May 10, 2018
Reflections from Two Healthcare Leaders
A candid dinner-table conversation at the NBJ Health Care Awards ceremony
Growing up there were at least three things you shouldn’t talk about at the family dinner table: money, politics and gross health stuff.
That’s what happens when visionary Dr. Harry Jacobson is keynote speaker and you’re honoring more than 30 movers and shakers in Nashville’s healthcare world. The 200-plus of us in attendance listened to and talked about all the good stuff.
Since two of the honorees – David Jarrard and Dr. Mike Schatzlein – are from our shop and were seated together at Table 9, we engaged them to riff and reflect on their combined 70 years in the business and give insight on the healthcare of tomorrow.
For background: David is Jarrard Phillips Cate & Hancock’s president and CEO. He’s earned a national reputation helping healthcare systems and health services companies succeed in high-stakes moments. He literally lives and breathes the goal of making healthcare better. And Mike Schaltzlein – aka Dr. Mike in our office where he serves of counsel – is a former hospital system CEO, heart surgeon, D.C. insider, healthcare thought leader and rock and roller. (Ask him about his music-recording studio.)

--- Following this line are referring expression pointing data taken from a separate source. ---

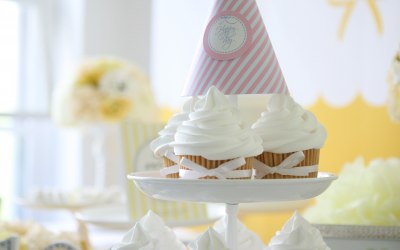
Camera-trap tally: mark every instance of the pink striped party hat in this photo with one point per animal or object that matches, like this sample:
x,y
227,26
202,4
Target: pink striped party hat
x,y
236,54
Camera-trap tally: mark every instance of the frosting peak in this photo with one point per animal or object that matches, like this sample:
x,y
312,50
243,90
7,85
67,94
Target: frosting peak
x,y
160,145
286,127
215,131
297,234
150,233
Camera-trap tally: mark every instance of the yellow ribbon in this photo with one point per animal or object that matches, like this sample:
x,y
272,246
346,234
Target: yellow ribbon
x,y
349,6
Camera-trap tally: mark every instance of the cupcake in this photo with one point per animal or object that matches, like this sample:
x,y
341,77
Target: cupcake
x,y
213,143
292,138
160,146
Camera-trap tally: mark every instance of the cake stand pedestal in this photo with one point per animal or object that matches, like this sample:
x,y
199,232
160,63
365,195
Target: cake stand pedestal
x,y
231,192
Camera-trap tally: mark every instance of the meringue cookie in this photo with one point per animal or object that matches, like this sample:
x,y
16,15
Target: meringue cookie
x,y
247,240
209,240
215,131
297,234
286,127
160,145
150,233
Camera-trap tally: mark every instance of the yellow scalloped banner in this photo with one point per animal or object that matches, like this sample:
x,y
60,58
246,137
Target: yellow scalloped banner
x,y
354,130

Here are some outtakes from our lively table talk:
What’s your least favorite healthcare buzzword and why?
Mike Schatzlein: “Patient-centered.” Overused, too often as an excuse for things that aren’t patient-centered at all.
David Jarrard: “Innovation.” True innovation is rare and much that is claimed to be simply isn’t.

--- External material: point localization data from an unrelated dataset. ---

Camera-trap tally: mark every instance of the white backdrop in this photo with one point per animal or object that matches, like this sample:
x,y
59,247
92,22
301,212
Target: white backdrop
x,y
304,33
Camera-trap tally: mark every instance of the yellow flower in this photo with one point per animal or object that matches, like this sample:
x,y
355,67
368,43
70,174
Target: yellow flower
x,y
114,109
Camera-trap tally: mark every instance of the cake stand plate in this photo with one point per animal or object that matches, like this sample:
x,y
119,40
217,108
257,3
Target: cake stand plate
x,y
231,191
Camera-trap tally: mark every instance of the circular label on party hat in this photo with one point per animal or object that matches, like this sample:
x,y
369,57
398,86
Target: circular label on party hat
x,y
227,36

What’s been the single most important change in healthcare over the past 10 years?
MS: The slowly-dawning recognition of the need to shift from volume to value.

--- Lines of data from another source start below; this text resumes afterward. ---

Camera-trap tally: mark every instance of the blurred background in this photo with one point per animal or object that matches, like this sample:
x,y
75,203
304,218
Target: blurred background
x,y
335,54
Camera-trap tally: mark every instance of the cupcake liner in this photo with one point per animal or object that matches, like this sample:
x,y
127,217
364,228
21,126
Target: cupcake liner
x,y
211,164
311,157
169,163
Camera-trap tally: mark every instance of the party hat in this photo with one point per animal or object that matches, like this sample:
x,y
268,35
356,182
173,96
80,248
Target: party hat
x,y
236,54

DJ: Mike’s right on. I’ll add the passage of the Affordable Care Act that accelerated the transformation of the industry. As a bonus: The accelerating consolidation of the entire provider sector.
What’s been the biggest change to the healthcare ecosystem in Nashville?
MS: The addition of the I.T. component to complement the delivery excellence.
DJ: The shift in private funding from acute care to non-acute care and information technology.
It’s 2050 and a patient has diabetes. How is this addressed?
MS: I sometimes try to be visionary, but I can’t see that far into the future.
DJ: My hope is that genetic testing will have identified the potential for diabetes in the patient and addressed it. Failing that, that the patient will be surrounded first with environmental medicine — a diet designed for their code, exercise that fits with their life and a community of support — and then given personalized pharmaceuticals that help.
If you could give career advice to your 25-year-old self, what would you say?
MS: Be nicer to the nurses in the OR.
DJ: Take it all in; take full advantage of the opportunities that are right in front of your nose.